I'm also very disappointed that Abel Korzeniowski's gorgeous score to A Single Man, in my opinion the best score of the year, got snubbed. I thought for sure it would make it, but instead they nominated the score to The Hurt Locker. I mean really, who saw THAT coming?

Other bizarre occurrences - District 9 got nominated for Best Picture and Best Adapted Screenplay, but not Best Makeup, which was arguably one of its strongest assets. Even its detractors would acknowledge that.

"Hey, have you seen our movie, THE SECRET OF KELLS?"
"Nope."
"Me either."


I was very surprised to see The Secret of Kells nominated for Best Animated Feature, but since I haven't actually seen it, I can't complain. I wish it had been Mary & Max though.

I think at this point, with Avatar and The Hurt Locker tied for the most nominations with 9, with Avatar getting less than expected and The Hurt Locker getting more, that Hurt Locker is now the front runner to win Best Picture. The out of left field score nod indicates far reaching support.

Overall, I feel like this is the weakest slate of Best Picture nominees in a decade. The widening of the field to 10 nominees has severely diluted the pool and cheapened the brand. But it is what it is, and we'll just have to live with it this year. When they wanted to open up the field to more populist choices, I don't think The Blind Side was what they meant. District 9 maybe, but not The Blind Side.

But what is done is done, and there is no use in complaining about it now. But for the first time in a decade, I feel completely ambivalent about pretty much all of the nominees. Sorry Oscar, you finally lost me.

4 comments:

Sam Juliano said...

"I'm also very disappointed that Abel Korzeniowski's gorgeous score to A Single Man, in my opinion the best score of the year, got snubbed."

Yup, the minute I walked out of the theatre after seeing this film, I knew we had teh score of the year, though Michael Giacchino's does push close.
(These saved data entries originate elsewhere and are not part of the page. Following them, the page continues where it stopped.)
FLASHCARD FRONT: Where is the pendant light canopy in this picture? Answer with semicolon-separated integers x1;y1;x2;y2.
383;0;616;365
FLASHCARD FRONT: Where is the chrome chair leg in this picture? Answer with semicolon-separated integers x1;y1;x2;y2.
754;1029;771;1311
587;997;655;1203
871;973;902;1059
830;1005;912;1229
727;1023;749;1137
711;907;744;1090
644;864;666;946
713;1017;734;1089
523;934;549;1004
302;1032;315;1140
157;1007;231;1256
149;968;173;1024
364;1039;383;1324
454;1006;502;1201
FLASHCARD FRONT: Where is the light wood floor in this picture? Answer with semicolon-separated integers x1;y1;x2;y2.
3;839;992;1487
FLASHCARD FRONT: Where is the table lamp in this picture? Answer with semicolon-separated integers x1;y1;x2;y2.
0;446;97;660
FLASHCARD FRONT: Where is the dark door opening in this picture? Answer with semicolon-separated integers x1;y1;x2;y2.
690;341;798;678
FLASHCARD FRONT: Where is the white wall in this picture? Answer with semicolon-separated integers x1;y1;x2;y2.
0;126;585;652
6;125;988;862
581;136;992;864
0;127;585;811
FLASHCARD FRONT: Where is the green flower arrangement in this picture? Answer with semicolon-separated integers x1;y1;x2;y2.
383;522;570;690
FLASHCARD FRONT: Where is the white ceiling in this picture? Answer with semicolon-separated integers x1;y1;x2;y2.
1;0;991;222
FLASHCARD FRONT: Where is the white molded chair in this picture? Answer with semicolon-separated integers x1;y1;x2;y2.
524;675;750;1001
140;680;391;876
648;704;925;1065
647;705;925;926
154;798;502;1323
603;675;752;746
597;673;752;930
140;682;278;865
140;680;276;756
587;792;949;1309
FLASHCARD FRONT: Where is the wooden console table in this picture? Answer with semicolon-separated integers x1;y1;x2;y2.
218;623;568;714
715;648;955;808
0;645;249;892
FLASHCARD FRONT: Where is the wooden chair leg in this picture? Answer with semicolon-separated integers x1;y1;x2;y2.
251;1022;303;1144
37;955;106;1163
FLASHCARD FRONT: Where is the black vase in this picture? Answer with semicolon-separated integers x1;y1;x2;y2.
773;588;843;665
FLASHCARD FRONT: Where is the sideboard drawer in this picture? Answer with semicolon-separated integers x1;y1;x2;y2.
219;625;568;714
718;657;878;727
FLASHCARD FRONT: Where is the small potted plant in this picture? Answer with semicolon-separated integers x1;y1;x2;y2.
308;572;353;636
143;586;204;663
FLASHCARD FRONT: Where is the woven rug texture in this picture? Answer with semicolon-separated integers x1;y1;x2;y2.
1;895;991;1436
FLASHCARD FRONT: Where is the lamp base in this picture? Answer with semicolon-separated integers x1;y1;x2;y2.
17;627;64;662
The BRIGHT STAR omission in Best Pix (expected) and non-nominations for Ms. Campion, Ms. Cornish and Mr. Schneider as well as cinematography, well, it's criminal. But what else is new?

Yes, A SERIOUS MAN is one in the ten that deserves to win. But for me, I'd add AVATAR and UP to that scenario, as both are great films, finishing in my own Top 5.

Bostons Obscurity said...

Milk of sorrow was one of the best indie world films I've seen in a long while.

I totally agree with you on 'the secret in their eyes' tho. Average 2.5 stars fare at best.

M

nate said...

I just saw A SINGLE MAN (finally) and the score really enhances the movie. About half the time I don't even hear the music, except for those rare occassions (THERE WILL BE BLOOD is an example) and A SINGLE MAN was that best of those rare occasions in terms of last year movies.

I don't particularly agree with your statement about the expanded 10 nominees, diluting the pool because it is the weakest slate of contenders. It just has to do with not having stronger contenders overall this past year. Had the list remained as before: AVATAR, BASTERDS, PRECIOUS, UP IN THE AIR, and LOCKER would had been the eventual 5 nominees and your fave pick: A SERIOUS MAN wouldn't have made it. So to me, the expanded list does more good than hurt the category.

In regards to THE BLIND SIDE, every now and then a movie gets in that shouldn't. It's happened many times before when there were only 5 nominees, so I don't necessarily blame it on the doubling of the list.

Matthew Lucas said...

I would rather see A SERIOUS MAN get snubbed than see them dilute the name of Oscars with the likes of THE BLIND SIDE. It's not like it was my favorite of the year, it's just my favorite of the nominees. If it hadn't made it, I would have been pulling for AVATAR.

My problem is that nominating 10 films makes it easier to get nominated, and therefore it's a less exclusive and less prestigious award.